第90章 船長勝負
「………?」
瞬時に襲われるかと思いきや、なかなか動かない時間に水琴は無理やり顔を上げる。
目の前では二体が殺気だって睨み合っていた。
どうやら獲物の取り合いを始めたらしい。互いに威嚇し合う様子にうまくいけば逃げられるかもしれない、と水琴の中に希望が生まれる。
しかしそんな希望も一瞬だった。
背後、崖の上から地響きが近づいてくる。地面を震わせ、上方から二体の傍に飛び降りてきたのは”三体目”だった。
岩のようなごつごつとした表皮。鞭のようにしなる巨大な尻尾。
鋭い爪が生える後ろ足で立ち上がり、それはワニのような歯をむき出しにして咆哮を上げた。

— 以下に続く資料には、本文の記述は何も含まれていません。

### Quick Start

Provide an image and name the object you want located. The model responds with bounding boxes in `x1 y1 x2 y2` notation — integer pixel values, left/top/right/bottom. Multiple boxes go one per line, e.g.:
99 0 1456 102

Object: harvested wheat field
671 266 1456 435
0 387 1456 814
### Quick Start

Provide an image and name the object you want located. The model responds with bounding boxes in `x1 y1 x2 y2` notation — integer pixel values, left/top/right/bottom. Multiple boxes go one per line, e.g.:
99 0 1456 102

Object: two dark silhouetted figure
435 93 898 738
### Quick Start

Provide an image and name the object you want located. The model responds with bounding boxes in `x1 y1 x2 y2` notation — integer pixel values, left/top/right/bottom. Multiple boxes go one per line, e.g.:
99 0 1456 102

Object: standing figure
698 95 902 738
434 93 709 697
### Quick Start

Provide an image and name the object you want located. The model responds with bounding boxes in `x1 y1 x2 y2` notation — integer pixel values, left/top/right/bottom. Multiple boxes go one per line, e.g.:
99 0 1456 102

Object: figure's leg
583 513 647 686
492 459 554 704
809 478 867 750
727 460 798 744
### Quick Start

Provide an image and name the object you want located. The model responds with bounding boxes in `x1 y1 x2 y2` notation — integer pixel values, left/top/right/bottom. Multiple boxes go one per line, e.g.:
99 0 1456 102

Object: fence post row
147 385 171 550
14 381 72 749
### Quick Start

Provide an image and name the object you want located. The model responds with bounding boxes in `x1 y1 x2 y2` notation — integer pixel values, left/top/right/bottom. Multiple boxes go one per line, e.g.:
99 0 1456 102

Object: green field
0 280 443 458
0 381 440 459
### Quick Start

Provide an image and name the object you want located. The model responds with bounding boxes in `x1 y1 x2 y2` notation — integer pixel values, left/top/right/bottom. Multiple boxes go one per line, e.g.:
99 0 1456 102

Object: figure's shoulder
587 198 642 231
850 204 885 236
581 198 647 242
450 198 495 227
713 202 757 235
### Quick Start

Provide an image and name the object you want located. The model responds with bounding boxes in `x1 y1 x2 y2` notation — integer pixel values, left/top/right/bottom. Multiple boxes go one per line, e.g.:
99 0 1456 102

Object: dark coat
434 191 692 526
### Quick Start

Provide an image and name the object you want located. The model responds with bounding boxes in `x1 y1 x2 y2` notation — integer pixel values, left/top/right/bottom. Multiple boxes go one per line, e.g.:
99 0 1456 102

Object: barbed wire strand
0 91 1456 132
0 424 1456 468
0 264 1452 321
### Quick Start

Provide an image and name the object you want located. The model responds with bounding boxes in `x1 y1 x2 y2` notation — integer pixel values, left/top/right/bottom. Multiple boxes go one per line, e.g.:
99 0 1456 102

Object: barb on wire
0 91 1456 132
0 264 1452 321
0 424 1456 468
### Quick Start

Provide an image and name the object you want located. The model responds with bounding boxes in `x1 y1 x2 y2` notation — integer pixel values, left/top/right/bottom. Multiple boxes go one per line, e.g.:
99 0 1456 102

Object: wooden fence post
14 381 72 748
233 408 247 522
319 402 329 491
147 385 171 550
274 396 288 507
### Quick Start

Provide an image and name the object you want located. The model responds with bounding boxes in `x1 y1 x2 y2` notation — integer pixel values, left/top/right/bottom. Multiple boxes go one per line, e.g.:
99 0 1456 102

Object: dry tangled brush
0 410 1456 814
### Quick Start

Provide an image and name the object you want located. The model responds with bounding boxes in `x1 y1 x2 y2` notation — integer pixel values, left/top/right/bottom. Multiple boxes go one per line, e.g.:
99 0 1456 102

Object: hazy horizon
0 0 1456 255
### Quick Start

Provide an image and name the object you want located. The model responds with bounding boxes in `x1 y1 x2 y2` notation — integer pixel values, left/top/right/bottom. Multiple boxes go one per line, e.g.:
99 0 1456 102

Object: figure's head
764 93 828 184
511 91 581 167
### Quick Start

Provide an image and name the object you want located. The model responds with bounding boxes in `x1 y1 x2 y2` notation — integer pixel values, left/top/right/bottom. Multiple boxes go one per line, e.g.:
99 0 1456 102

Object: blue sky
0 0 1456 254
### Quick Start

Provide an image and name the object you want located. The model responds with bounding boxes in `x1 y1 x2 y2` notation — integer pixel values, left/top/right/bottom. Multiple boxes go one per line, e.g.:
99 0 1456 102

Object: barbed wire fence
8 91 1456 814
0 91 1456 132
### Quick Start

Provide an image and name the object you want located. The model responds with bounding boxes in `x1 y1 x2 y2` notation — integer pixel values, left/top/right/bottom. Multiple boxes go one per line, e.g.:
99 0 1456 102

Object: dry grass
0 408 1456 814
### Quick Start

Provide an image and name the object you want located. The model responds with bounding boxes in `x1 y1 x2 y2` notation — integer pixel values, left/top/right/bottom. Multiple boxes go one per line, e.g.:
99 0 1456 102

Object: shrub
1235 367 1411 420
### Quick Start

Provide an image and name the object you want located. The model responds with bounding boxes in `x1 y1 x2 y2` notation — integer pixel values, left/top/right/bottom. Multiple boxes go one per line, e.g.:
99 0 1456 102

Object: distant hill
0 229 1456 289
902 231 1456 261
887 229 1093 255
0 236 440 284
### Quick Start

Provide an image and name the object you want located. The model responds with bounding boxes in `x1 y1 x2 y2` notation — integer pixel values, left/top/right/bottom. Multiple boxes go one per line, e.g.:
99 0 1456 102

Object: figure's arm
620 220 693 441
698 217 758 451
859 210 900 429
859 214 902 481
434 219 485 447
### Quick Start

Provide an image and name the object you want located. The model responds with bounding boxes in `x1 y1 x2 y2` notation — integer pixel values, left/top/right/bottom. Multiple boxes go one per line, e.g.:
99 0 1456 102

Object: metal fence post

一応爬虫類の部類に入るらしいそれを初めて見た時、水琴はいや恐竜じゃんと突っ込みを入れた。
今は笑い飛ばす体力も気力もない。
どうやら水琴は走り回っている間に三体目の主の縄張りへと入り込んでしまっていたらしい。
三体目、”破壊者”は下方の二体をぎろりと睨む。
一回りも二回りも違うその主に他の二体は及び腰となり威嚇しながらも後方へと下がる。
もう一度破壊者が吼えれば、二体は一目散に逃げ去ってしまった。
助かったなどとほっとする者がいればそれは随分とお気楽者だろう。
水琴からすれば、自身を喰らうものが変わっただけに過ぎない。
唸り声をあげ、破壊者はゆっくりと振り返る。
そのぎらぎらとした目が正確に水琴を捉えた。
もう身体は全く動かない。
思考もぼんやりとして、何も考えることができなかった。
痛む胸を庇いながら浅い呼吸を繰り返す。
巨体が一歩、また一歩と水琴へと近づいてきた。
視界に見えるはずのない色がちらつく。
どんな場所でも、鮮やかに燃える、明るいオレンジ。
「___もう一度、会いたかったな」
滲む視界に、水琴はただぽつりとそう零した。